As mentioned in my earlier article (The Relevance of Clinical Trials for the Treatment of Hair Loss), people who are interested in treating hair loss should always inform themselves about exactly what they have to do with it in the end when looking for clinically tested products and methods, because often this predicate is not the expression of high scientific quality, but only advertising messages. In the case of PRP, whose effectiveness in hair loss is allegedly clinically proven, you can also orientate yourself to the following questions:
- Has any study been published and, if so, in which journal?
- How were the findings generated in the study?
- Have any side effects been reported, is there an indication of manageability, or does the effect have a limited duration, so the application must be retrieved?
- Are inadmissible generalizations drawn from the results of the study or is there a transfer of knowledge about different “diseases” (androgenetic alopecia versus alopecia areata)?
- Are there any methodological or financial ambiguities regarding the published data?
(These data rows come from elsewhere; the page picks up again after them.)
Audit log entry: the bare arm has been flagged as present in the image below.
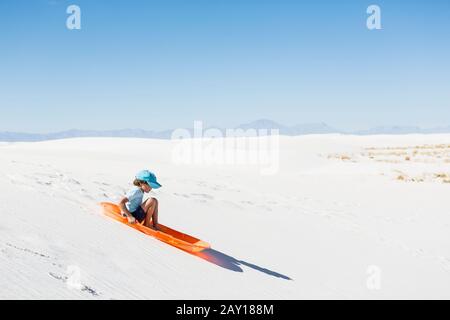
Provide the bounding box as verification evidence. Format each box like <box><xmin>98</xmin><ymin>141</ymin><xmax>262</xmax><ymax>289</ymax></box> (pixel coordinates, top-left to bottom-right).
<box><xmin>119</xmin><ymin>197</ymin><xmax>136</xmax><ymax>223</ymax></box>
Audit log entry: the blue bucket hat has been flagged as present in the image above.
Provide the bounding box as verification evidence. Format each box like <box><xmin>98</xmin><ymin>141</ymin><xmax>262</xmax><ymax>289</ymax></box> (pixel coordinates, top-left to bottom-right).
<box><xmin>136</xmin><ymin>170</ymin><xmax>162</xmax><ymax>189</ymax></box>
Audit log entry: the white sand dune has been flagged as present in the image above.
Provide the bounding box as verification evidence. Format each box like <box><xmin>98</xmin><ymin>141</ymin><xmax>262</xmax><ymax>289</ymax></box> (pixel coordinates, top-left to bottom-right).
<box><xmin>1</xmin><ymin>134</ymin><xmax>450</xmax><ymax>299</ymax></box>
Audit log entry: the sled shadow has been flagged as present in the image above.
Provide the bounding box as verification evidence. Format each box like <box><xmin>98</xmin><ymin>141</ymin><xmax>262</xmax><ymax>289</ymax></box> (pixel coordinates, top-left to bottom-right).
<box><xmin>190</xmin><ymin>248</ymin><xmax>292</xmax><ymax>281</ymax></box>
For example, does a company that may be co-financing the study deal with the production of products designed to facilitate the use or production of PRP or do authors of the study receive donations from such companies?
In this context, I would also like to ask you, in the case of hair loss treatment via PRP, to be vigilant and not to recklessly put your trust in any providers and their advertising messages. If you have any questions concerning the use of PRP or hair loss treatment in general, I would like to invite you to arrange a personal consultation with us at our clinic.
Yours, Angela Lehmann
Alsousou, J., Thompson, M., Hulley, P., Noble, A. & Willett, K. (2009). The biology of platelet-rich plasma and its application in trauma and orthopaedic surgery: a review of the literature. The Journal of bone and joint surgery. British volume, 91(8), 987–996.
Marx, R. E. (2004). Platelet-rich plasma: evidence to support its use. Journal of oral and maxillofacial surgery, 62(4), 489–496.
Trink, A., Sorbellini, E., Bezzola, P., Rodella, L., Rezzani, R., Ramot, Y. & Rinaldi, F. (2013). A randomized, double‐blind, placebo‐and active‐controlled, half‐head study to evaluate the effects of platelet‐rich plasma on alopecia areata. British Journal of Dermatology, 169(3), 690–694.